Monsieur le président, monsieur le rapporteur, mes chers collègues, le Sénat et les sénateurs ont, dans la vie publique, une fonction d’exemplarité, tout particulièrement à l’égard des élus locaux. Or, alors que nous nous apprêtons aujourd’hui à appliquer au Sénat les dispositions de la loi du 15 septembre 2017 pour la confiance dans la vie politique, je souhaiterais que notre Haute Assemblée puisse, par son exemplarité, aider à rassurer ces mêmes élus locaux.
Je commencerai mon propos en livrant à ceux d’entre vous qui n’en auraient pas pris connaissance le résultat de la consultation réalisée par le groupe de travail du Sénat sur le statut des élus locaux : 45 % des 17 500 élus ayant répondu pensent ne pas se représenter. Cette crise des vocations est justifiée avant tout – 27 % des réponses – par le temps accordé au mandat au détriment de leur famille et de leur travail, puis par le degré d’exigence des citoyens – 13, 4 % des réponses – et le risque juridique et pénal – 12, 7 % des réponses. Sur 100 élus, 13 envisagent d’abandonner leur engagement public en raison du risque juridique lié à l’exercice de leur mandat.
C’est un constat qui rend nécessaire, voire indispensable, un travail de publicité et de pédagogie au sujet des obligations déontologiques et de la prévention des conflits d’intérêts, que je propose d’effectuer ce soir.
Ce constat peut être étendu à nombre d’élus et s’inscrit dans le contexte général d’un renforcement des obligations déontologiques. Il en va de même du débat que nous avons aujourd’hui sur cette proposition de résolution, qui revêt une importance majeure pour le bon fonctionnement du Sénat et le respect des nouvelles prescriptions normatives.

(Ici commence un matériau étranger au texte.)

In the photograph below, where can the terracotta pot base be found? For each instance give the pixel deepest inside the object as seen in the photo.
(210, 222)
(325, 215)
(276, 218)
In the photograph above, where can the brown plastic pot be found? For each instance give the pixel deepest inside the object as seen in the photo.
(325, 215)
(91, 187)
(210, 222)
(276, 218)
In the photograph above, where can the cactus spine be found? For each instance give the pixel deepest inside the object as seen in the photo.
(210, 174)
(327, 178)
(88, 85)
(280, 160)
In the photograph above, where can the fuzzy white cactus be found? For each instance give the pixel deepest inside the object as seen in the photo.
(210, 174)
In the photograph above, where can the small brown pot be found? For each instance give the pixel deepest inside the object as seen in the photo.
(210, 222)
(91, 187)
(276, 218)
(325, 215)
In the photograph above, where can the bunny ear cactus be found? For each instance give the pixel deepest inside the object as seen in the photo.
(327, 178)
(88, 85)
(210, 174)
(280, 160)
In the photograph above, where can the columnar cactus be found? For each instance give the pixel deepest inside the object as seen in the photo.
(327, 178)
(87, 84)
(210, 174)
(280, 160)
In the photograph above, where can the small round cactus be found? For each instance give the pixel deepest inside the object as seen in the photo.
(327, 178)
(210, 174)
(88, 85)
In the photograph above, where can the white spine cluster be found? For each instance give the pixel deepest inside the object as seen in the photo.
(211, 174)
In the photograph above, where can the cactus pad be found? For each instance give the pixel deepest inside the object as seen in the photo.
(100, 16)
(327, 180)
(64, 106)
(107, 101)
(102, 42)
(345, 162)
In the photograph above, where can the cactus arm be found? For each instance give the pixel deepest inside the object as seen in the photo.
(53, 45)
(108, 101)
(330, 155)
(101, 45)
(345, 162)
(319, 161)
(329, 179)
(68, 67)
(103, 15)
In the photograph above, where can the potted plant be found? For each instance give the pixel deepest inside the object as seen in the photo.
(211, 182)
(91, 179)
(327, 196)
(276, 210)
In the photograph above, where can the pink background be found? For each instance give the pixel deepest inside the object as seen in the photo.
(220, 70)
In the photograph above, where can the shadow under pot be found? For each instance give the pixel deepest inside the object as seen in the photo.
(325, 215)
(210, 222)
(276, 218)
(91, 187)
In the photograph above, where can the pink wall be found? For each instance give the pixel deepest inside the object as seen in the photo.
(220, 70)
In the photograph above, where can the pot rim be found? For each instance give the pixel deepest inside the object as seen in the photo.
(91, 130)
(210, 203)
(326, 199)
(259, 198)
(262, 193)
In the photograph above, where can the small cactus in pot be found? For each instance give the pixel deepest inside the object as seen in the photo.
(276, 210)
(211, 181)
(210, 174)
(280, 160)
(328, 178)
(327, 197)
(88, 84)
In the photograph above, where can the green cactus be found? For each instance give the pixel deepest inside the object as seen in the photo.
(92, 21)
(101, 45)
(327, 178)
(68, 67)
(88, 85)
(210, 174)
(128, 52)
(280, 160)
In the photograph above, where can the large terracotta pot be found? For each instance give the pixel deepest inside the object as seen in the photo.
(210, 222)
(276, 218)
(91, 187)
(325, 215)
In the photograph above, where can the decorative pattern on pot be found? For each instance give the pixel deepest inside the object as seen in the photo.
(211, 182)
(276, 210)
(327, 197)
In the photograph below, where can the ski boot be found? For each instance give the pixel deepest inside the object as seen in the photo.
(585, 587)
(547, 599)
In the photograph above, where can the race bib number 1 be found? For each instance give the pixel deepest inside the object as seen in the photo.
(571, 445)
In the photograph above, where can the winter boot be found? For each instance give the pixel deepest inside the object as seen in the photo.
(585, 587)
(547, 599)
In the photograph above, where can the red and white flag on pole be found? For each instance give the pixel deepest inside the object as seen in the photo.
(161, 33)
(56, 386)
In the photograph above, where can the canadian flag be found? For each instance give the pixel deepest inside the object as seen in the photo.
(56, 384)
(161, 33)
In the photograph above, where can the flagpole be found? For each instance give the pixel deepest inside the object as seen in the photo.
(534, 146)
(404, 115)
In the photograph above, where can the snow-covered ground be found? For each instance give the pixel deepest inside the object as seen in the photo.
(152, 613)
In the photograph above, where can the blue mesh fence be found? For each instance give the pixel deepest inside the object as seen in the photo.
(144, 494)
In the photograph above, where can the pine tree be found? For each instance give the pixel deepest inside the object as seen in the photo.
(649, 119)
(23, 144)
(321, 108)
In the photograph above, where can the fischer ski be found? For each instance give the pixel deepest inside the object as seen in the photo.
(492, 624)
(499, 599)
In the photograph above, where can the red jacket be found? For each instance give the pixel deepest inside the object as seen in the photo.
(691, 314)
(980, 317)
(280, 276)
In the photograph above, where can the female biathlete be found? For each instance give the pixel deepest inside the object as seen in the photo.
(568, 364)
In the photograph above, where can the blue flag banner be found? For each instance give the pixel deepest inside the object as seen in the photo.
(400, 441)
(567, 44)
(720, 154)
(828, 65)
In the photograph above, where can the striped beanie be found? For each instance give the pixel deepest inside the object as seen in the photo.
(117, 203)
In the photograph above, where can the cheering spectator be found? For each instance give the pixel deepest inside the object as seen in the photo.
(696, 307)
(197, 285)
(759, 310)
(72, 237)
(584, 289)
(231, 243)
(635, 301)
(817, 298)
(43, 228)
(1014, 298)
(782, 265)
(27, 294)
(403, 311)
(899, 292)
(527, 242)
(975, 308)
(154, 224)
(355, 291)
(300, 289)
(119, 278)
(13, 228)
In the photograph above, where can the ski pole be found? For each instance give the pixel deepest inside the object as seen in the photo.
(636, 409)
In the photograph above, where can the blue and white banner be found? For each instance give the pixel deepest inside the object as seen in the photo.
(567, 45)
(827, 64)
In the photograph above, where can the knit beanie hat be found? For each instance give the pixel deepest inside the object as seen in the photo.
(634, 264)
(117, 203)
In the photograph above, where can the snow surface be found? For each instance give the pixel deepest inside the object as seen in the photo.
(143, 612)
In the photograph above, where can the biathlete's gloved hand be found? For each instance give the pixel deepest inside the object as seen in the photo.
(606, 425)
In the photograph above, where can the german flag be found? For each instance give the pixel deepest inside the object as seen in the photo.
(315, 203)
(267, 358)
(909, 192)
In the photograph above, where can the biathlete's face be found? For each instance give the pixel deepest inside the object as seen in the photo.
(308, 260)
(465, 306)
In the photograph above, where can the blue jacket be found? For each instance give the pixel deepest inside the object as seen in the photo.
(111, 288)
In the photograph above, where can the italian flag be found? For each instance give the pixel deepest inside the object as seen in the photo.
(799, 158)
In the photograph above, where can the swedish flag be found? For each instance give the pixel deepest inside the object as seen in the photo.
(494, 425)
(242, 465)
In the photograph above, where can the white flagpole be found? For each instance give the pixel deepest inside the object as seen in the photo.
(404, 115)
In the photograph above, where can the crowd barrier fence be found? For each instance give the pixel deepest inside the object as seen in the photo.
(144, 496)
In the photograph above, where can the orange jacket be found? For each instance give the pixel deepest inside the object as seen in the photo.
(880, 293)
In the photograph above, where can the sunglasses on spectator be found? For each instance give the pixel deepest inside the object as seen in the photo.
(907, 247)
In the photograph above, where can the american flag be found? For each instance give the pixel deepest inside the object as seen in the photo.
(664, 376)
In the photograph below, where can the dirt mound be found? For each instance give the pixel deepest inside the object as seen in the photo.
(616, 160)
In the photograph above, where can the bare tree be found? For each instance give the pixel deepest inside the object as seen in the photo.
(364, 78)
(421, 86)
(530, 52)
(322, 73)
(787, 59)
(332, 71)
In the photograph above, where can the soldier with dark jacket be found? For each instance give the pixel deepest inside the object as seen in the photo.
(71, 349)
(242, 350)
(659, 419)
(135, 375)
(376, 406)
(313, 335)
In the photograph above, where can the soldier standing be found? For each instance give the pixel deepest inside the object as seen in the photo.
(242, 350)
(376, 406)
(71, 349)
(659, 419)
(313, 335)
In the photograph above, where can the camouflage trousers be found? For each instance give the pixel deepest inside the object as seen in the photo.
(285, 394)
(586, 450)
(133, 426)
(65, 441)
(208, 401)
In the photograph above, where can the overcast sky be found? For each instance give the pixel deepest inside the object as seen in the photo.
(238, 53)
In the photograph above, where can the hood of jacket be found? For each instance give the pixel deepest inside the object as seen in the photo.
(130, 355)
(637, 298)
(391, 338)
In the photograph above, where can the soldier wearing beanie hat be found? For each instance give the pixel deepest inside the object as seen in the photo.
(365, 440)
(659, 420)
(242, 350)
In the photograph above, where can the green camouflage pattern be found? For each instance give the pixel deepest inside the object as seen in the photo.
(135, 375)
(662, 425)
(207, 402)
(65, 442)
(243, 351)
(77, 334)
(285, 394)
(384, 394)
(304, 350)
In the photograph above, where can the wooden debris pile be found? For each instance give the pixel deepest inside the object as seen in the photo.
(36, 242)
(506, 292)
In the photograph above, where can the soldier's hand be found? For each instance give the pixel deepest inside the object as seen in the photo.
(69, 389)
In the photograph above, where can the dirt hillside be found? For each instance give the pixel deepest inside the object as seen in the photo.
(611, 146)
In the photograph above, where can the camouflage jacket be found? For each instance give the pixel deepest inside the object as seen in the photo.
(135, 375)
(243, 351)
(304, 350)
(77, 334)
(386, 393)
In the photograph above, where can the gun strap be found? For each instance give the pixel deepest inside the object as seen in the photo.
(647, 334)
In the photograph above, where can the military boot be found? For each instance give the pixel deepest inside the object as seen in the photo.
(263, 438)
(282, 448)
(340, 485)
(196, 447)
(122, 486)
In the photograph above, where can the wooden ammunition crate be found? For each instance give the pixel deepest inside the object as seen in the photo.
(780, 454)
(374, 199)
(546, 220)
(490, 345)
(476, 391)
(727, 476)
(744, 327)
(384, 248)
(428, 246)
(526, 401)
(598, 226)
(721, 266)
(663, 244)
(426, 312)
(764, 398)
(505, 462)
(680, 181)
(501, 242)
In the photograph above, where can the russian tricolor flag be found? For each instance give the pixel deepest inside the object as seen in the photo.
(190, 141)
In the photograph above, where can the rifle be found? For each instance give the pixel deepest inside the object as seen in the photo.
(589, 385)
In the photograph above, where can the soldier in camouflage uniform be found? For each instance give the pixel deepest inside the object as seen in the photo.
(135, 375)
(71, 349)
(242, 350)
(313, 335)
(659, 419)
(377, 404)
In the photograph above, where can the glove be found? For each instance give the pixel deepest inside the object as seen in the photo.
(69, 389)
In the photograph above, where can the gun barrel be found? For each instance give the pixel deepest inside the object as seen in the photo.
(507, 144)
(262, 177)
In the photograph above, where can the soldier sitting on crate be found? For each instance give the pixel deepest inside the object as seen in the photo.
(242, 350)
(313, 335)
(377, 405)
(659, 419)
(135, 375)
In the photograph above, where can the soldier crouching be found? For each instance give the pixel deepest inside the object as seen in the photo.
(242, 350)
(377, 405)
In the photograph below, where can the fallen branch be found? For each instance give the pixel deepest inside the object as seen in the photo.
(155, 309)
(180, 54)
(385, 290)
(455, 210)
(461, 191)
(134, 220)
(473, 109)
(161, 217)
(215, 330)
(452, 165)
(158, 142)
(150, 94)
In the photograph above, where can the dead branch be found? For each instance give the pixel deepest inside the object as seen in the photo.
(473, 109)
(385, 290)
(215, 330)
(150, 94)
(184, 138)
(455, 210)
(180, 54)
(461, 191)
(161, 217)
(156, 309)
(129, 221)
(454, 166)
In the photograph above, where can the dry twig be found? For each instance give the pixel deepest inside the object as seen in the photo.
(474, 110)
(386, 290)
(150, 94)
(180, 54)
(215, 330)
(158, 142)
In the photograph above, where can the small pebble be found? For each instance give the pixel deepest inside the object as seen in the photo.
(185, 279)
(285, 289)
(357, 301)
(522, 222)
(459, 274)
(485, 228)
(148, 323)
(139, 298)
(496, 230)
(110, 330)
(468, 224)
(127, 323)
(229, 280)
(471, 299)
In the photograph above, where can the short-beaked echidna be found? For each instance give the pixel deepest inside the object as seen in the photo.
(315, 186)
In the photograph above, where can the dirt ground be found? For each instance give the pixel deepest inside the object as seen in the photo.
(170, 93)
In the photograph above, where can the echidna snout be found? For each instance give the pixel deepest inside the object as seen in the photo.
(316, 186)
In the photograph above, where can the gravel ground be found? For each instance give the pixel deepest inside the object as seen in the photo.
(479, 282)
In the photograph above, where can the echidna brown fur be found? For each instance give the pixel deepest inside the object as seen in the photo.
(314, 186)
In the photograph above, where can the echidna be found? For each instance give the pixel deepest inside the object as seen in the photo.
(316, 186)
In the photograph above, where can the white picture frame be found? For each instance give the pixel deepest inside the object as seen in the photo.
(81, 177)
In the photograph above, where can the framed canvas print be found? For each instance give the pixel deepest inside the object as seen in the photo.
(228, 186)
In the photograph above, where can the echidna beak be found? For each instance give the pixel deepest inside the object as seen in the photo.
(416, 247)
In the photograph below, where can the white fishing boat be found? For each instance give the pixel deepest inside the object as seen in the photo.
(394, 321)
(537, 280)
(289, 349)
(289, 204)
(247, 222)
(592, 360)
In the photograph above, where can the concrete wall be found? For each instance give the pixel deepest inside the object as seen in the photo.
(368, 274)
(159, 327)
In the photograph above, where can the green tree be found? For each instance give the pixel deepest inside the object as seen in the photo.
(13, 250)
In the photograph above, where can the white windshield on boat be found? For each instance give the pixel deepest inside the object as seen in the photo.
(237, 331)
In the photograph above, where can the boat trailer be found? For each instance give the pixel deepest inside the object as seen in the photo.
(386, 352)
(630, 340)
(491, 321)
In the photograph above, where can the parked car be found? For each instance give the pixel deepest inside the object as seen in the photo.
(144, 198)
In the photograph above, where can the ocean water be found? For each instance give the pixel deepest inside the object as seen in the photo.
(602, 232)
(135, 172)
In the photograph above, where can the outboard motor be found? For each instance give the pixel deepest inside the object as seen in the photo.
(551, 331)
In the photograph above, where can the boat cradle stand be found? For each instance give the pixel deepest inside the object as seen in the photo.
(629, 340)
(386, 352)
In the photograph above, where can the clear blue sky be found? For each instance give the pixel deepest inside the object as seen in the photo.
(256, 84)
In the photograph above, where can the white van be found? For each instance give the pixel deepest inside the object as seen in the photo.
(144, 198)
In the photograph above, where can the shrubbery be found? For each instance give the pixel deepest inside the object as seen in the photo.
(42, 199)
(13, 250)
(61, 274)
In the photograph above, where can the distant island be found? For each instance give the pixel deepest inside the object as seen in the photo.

L’adoption de cette proposition de résolution permettra au Sénat de se conformer à l’article 3 de la loi pour la confiance dans la vie politique. Cette loi, que notre assemblée a votée à une large majorité – 298 voix pour et 5 contre –, constitue ce que l’on appelle une « loi d’opinion », c’est-à-dire un texte visant à rassurer l’opinion publique dans le contexte d’alors, que nous connaissons tous.
Nous avons adopté ce texte. Je l’ai moi-même voté. Cela dit, je tiens à nous interpeller collectivement sur les risques que peuvent engendrer des lois de réaction mettant en cause les élus de manière générale et alimentant un climat de défiance de la population envers eux.
Pour en revenir à la proposition de résolution que nous soumet le président du Sénat, nous ne pouvons que saluer cette initiative et nous réjouir que notre institution dispose des moyens optimaux de prévenir les conflits d’intérêts.
La mise à jour des sanctions contre l’absentéisme parlementaire, notamment leur adaptation à la disparition de l’IRFM, va globalement dans le bon sens. Il en est de même des modalités de saisine du comité déontologique parlementaire, qui ont été élargies au terme des travaux de la commission.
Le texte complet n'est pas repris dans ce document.